This comparative approach allowed us to overcome some limitations of the proteomic analysis and helped to identify additional silk genes. The final list of E. kuehniella and G. mellonella candidate silk proteins is shown in Tables 1, 2.

Some of the silk genes are arranged in clusters

Our results show that several silk genes including sericins, seroins, and zonadhesins, form clusters on different chromosomes. The genes for sericins were located in two clusters that are conserved between species to some extent. However, the microsynteny of one of these clusters appears to be impaired in G. mellonella compared to E. kuehniella, and A. transitella. Figure 5 shows the microsynteny of a genomic region containing mainly genes for sericins from three moths flanked by evolutionarily conserved genes (see Table 3). The lines connect the putative orthologs of the conserved genes. Comparison of sericin coding regions between species showed that a number of sericin genes are in tight cluster, which is present only in G. mellonella but not in the other two species. Our data support the hypothesis that the genomic region encoding the sericin gene cluster has been recently duplicated in G. mellonella.

www.frontiersin.org

FIGURE 5. Collinearity analysis of sericin genes among E. kuehniella, G. mellonella, and A. transitella. Collinear blocks are highlighted with background colors. Silk genes are indicated with red dots. Red rectangles indicate the area of the G. mellonella genome containing recently duplicated silk genes. The color and gray lines connect the syntenic gene pairs. The proposed “landmark” genes (see Supplementary Table S5 for gene names) that are adjacent to the silk genes in three species are connected with blue, green and magenta lines.

www.frontiersin.org

TABLE 3. Comparison of protein parameters of FibH including number of amino acid residues, molecular weight, percentage of three major amino acids, H.I. - hydropathy index (GRAVY) and isoelectric pont (pI). Genbank accession numbers: G. mellonella (XM_026905081), E. kuehniella (ON604816), P. interpunctella (JAJAFS010000023.1), A. suavella (OW971947.1), E. flammealis (LR990872.1), H. costalis (OW443343.1), C. exigua (CM032477.1), Ch. Suppressalis (OU963910.1), A. ephemerella (OW971889.1), B. mori (NM_001113262.1), A. yamamai (AB542805.1) and S. cynthia (AB971865).
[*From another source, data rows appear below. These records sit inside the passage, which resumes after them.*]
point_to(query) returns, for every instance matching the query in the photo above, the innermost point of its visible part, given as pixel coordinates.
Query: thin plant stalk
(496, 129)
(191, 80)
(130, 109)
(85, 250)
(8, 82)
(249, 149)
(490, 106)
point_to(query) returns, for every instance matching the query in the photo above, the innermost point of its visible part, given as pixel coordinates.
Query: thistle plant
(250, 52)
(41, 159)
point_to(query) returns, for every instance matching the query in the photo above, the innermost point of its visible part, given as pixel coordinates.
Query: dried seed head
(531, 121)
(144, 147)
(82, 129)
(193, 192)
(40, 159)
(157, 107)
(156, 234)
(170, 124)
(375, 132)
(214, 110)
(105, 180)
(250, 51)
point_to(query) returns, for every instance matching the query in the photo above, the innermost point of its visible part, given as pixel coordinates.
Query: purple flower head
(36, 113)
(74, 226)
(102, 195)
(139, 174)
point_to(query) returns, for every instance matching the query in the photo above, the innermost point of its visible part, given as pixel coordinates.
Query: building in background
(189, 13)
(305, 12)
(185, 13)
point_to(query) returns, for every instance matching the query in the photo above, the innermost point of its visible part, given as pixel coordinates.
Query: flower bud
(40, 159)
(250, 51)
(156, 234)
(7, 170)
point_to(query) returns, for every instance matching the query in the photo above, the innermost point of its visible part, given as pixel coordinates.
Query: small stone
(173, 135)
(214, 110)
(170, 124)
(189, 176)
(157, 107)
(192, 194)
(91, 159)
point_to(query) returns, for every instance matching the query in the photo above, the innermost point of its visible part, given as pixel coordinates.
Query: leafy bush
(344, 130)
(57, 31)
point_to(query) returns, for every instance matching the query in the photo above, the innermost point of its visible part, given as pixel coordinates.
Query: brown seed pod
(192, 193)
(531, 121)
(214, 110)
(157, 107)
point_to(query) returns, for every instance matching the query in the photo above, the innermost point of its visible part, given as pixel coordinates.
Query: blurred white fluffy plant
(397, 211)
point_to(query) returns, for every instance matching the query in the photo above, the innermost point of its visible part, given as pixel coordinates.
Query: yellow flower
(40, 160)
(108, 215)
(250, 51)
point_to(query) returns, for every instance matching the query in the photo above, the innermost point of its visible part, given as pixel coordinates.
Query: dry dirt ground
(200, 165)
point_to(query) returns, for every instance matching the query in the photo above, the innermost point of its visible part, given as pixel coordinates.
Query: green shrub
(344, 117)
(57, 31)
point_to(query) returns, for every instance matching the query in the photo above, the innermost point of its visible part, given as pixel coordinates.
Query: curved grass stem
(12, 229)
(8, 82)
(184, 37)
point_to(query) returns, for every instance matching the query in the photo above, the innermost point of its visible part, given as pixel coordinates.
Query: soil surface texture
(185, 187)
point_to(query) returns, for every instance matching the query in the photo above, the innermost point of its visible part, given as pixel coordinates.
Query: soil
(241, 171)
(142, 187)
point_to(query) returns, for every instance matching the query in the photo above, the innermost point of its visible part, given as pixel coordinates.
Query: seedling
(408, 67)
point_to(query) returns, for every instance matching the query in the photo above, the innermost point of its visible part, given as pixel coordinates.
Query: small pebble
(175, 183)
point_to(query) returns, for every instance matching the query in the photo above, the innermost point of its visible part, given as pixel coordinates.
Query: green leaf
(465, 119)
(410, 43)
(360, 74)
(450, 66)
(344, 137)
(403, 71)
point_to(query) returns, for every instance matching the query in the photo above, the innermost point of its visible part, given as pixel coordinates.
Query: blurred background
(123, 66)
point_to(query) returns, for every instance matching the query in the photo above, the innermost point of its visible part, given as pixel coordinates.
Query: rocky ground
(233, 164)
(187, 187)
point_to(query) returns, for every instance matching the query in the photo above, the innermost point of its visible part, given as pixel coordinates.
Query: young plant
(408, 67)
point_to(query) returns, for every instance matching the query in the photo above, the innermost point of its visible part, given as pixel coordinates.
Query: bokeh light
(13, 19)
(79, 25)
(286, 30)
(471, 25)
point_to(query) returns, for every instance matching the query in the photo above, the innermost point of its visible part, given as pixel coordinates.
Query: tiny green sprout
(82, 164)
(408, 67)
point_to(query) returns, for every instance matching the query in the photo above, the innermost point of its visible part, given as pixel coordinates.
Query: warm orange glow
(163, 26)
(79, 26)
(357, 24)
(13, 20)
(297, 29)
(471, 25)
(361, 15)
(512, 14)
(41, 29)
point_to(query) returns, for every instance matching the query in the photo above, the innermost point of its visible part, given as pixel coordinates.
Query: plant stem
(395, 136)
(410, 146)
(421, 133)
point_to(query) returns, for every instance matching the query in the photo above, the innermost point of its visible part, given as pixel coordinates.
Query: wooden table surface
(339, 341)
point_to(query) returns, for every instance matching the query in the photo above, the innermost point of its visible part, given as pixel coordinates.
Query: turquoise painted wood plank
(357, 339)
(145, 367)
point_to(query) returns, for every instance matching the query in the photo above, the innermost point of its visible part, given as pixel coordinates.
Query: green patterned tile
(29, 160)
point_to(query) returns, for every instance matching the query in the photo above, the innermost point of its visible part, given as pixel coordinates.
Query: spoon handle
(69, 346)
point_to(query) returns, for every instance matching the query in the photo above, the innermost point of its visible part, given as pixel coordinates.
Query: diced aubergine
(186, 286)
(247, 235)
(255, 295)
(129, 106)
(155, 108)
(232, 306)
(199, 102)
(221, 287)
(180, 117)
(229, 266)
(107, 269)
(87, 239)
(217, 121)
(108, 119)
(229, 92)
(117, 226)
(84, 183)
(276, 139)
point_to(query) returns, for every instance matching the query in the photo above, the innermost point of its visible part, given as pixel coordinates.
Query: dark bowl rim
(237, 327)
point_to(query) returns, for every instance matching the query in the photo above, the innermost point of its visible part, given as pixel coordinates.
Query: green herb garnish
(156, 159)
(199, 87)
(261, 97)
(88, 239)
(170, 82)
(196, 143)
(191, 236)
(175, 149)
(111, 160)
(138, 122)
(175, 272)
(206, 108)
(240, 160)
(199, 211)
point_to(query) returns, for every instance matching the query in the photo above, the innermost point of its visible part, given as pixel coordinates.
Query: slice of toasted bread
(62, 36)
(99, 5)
Phylogenetic relationships among silk genes

The two major classes of putative adhesive proteins produced by the MSG are sericins and mucins. They are generally encoded by large genes with repetitive sequences that contain a high proportion of serine residues. We identified at least four putative sericin proteins (Ek-Ser1A, Ek-Ser1B, Ek-Ser3 and Ek-Ser4), three different mucins (Ek-Muc1, Ek-Muc2 and Ek-Muc3), and one protein (Ek-P150) in E. kuehniella that can be classified as both a sericin and a mucin. Two sericin-1-like proteins, Ek-Ser1A and Ek-Ser1B, carry a CXCX motif near the C-terminus, whereas Ek-Muc1 has the three-Cys motif NCFCTC near the C-terminus (Figure 6), similar to the KCYCSC motif of Ek-P150. Such motifs seem to be conserved among species.

www.frontiersin.org

FIGURE 6. (A) Multiple sequence alignment of Ser1 C-terminal sequences containing conserved CXCX motif: G. mellonella Ser1A (MG770315), E. kuehniella Ser1A (ON604817) P. interpunctella Ser1A (JAJAFS010000011.1), H. costalis Ser1A (OW443355.1), B. mori Ser1 (XM_038013610.1), G. mellonella Ser1B (XM_031911923), E. kuehniella Ser1B (ON604818), P. interpunctella Ser1B (JAJAFS010000011.1), H. costalis Ser1B (OW443355.1). Conserved cysteine residues are marked with asterisks. (B) Multiple sequence alignment of Muc1 C-terminal sequences containing conserved CXCXCX motif: G. mellonella (MG770312.1), E. kuehniella (ON604821), P. interpunctella (JAJAFS010000011.1), A. suavella (OW971956.1), E. flammealis (LR990879.1), H. costalis (OW443355.1), B. mori (XM_021350004.2). Conserved cysteine residues are marked with asterisks.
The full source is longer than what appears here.